Le critiche di Confprofessioni e Inarsind
Tra le critiche più sentite, quella di
Confprofessioni. Il presidente Gaetano Stella chiede la
correzione di alcune “distorsioni” che emergono dalla proposta di legge. Altrimenti “saranno ancora una volta i professionisti ad essere penalizzati da una norma nata per proteggerli”. Prima anomalia: gli Ordini professionali possono aggiornare i parametri di riferimento delle prestazioni professionali. Al tempo stesso, stipulare modelli standard di convenzioni che le imprese possono adottare anche in deroga ai parametri stessi. La domanda di Stella è consequenziale:
“A che cosa servono i parametri? Ma soprattutto: siamo davvero sicuri che un modello standard possa rispondere in maniera efficace a una prestazione professionale complessa? Che fine ha fatto il principio di libera pattuizione tra professionista e cliente?”.
Il ritorno del ddl in commissione Giustizia è stato accolto con viva soddisfazione da
Inarsind, l’Associazione sindacale che rappresenta ingegneri e architetti liberi professionisti, che auspica “un riesame complessivo del testo in direzione delle
osservazioni fin qui avanzate insieme alle associazioni sindacali dei liberi professionisti”. La criticità individuata nella proposta di legge della Meloni è relativa all’individuazione degli organi destinati all’aggiornamento e al controllo della corretta applicazione dei
parametri, oltre alla previsione della
class action e alla composizione di un Osservatorio. Il non prevedere la presenza delle associazioni di rappresentanza dei liberi professionisti è secondo Inarsind un vulnus pericoloso.

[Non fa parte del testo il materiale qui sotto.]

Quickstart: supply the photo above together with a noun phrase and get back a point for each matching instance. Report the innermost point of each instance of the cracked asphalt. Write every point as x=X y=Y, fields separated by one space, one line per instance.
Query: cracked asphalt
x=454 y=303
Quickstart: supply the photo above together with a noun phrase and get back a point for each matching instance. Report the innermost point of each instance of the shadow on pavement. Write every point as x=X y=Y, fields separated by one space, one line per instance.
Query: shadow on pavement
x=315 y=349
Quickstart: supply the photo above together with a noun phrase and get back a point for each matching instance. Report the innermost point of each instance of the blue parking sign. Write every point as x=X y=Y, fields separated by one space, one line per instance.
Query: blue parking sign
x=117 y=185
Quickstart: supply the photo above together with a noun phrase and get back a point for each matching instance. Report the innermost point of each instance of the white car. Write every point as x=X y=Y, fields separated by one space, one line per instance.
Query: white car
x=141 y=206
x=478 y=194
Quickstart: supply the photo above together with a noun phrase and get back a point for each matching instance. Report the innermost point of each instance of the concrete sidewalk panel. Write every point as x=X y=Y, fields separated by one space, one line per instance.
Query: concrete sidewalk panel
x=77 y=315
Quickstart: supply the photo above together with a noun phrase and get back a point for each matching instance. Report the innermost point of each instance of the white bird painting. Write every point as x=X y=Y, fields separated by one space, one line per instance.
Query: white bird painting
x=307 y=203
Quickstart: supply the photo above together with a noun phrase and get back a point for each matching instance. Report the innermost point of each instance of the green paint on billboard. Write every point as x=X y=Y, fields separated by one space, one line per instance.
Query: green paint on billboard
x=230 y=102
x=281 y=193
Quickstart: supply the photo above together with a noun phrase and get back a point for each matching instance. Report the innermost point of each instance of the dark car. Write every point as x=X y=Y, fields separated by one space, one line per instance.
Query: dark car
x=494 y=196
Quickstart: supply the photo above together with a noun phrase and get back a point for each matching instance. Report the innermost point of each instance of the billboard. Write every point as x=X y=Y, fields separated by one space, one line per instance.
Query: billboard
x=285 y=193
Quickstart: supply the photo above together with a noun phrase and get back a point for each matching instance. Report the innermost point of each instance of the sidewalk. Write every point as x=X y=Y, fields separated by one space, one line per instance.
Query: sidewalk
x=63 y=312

Le sanzioni ai professionisti
Altra distorsione secondo Confprofessioni:
“Nella norma si introducono
nuovi obblighi e nuove sanzioni a carico dei professionisti, senza che sia previsto alcun onere per l’impresa e la Pubblica Amministrazione che non rispetta l’equo compenso”. Ma non solo. Gaetano Stella ricorda che “c’è tempo per modifiche anche nell’ambito di applicazione del provvedimento rispetto alle aziende, perché così come congegnata si riferisce soltanto all’1% delle imprese presenti in Italia”. Dubbi anche sulla composizione dell’Osservatorio nazionale, che dovrebbe essere “maggiormente inclusivo e ricomprendere anche le associazioni di rappresentanza dei professionisti”. In tal modo, esprimerebbe “la più corretta dimensione della realtà del mondo professionale”.
La questione dei parametri
Un testo che “rischia di
creare confusione nel mondo professionale. È necessario chiarire la questione dei parametri di riferimento per le professioni associative, visto che non si capisce chi dovrà individuarli. Il sistema, inoltre, per come è pensato, sembra strutturato in particolare per i professionisti ordinistici, con un riferimento nemmeno troppo velato ad un ritorno delle tariffe professionali”. E’ questo il parere di Emiliana Alessandrucci, presidente di
CoLAP, Coordinamento Libere Associazioni Professionali. Il testo
lascia agli Ordini la facoltà di definire i parametri professionali da rispettare, “senza far riferimento al mondo dei professionisti associativi, per i quali non è chiaro chi dovrà definire i parametri. Questa impostazione, poi, ricorda quella delle tariffe professionali, senza però un riferimento preciso, con il rischio di creare solo confusione ai lavoratori autonomi italiani”, rincara Alessandrucci.